The show is opened on Saturday 16 May 4 pm by Loek Grootjans, artist and philosopher.
In the media:
'De -nu al spraakmakende- duotentoonstelling ‘Ruïnepark’ is een must see voor elke kunstliefhebber!'
'Een fascinerend 'Gesamtkunstwerk' waar de energie vanaf spat.'
Abstracte Kunst - 11-05-2015
Brabants Dagblad - 13-05-2015
Tillywood Magazine - 18-05-2015
Brabants Dagblad - 21-05-2015
Kunstbeeld 6 - 06-2015
Trendbeheer - 14-06-2015
Beelden Magazine #2 - 06-2015
Mondriaan Fonds - 10-08-2015
Jop Vissers Vorstenbosch (1986, Veghel) makes abstract paintings and strives to present them in an unconventional manner. He wants to involve the viewer physically by having his paintings open a dialogue with the architecture in which they are presented. Vissers Vorstenbosch wishes to challenge the gaze of the viewer. He believes that watching a painting often is a passive act. To break the conventional viewing habits he affects walls and floors with rhythmic wooden frames in which his paintings are placed. The painting and the spatial intervention form a whole. "I work like a lumberjack when I'm painting. In advance I make decisions and gather what I need. In doing there is no way back. The hefty blow, there is no room for correction. Painted hits I select, they have the right to exist. What remains is destroyed."

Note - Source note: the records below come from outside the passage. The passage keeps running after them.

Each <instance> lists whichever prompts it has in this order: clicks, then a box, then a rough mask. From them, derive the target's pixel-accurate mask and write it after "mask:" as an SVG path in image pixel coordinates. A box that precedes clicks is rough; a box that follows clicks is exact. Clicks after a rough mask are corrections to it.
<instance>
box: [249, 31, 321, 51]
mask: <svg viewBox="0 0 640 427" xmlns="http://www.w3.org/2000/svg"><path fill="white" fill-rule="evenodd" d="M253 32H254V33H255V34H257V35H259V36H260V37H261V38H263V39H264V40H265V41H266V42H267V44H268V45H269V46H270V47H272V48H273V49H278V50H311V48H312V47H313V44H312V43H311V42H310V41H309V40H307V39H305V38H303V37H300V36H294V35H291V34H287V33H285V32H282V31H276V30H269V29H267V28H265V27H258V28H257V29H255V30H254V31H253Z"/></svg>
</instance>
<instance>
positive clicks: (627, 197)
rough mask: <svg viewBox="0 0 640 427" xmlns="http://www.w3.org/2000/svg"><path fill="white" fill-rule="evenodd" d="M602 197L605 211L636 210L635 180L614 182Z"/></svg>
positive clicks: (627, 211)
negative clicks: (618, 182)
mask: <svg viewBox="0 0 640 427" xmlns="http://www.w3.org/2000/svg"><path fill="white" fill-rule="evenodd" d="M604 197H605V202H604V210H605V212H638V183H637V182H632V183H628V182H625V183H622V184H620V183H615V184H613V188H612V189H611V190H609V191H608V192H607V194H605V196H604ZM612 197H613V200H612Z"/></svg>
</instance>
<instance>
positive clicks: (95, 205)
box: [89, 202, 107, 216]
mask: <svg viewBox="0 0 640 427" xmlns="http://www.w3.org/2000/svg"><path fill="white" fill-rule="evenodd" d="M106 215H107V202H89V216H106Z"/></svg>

Tim Breukers (1985, Breda) works at the crossroads of classic, technically ingenious sculpture and art in which banality and everyday life play a role. He seeks to stretch the limits of traditional sculpture, but at the same time subjecting elements from pop culture to a solemn sculptural treatment. "I want the material to speak. How it drips, breaks, tears or deforms. As if it wants to destroy. I use the danger of collapse to bring tension to the image." In his collage books Breukers is looking for ways to free himself from the restrictions of the medium of sculpture. Ideas are given free rein on paper to mature and then they can be easily edited. Although the three-dimensional quality of a sculpture is absent at the colorful pages, the illusionistic forms show a fascination with the potential of spatial objects.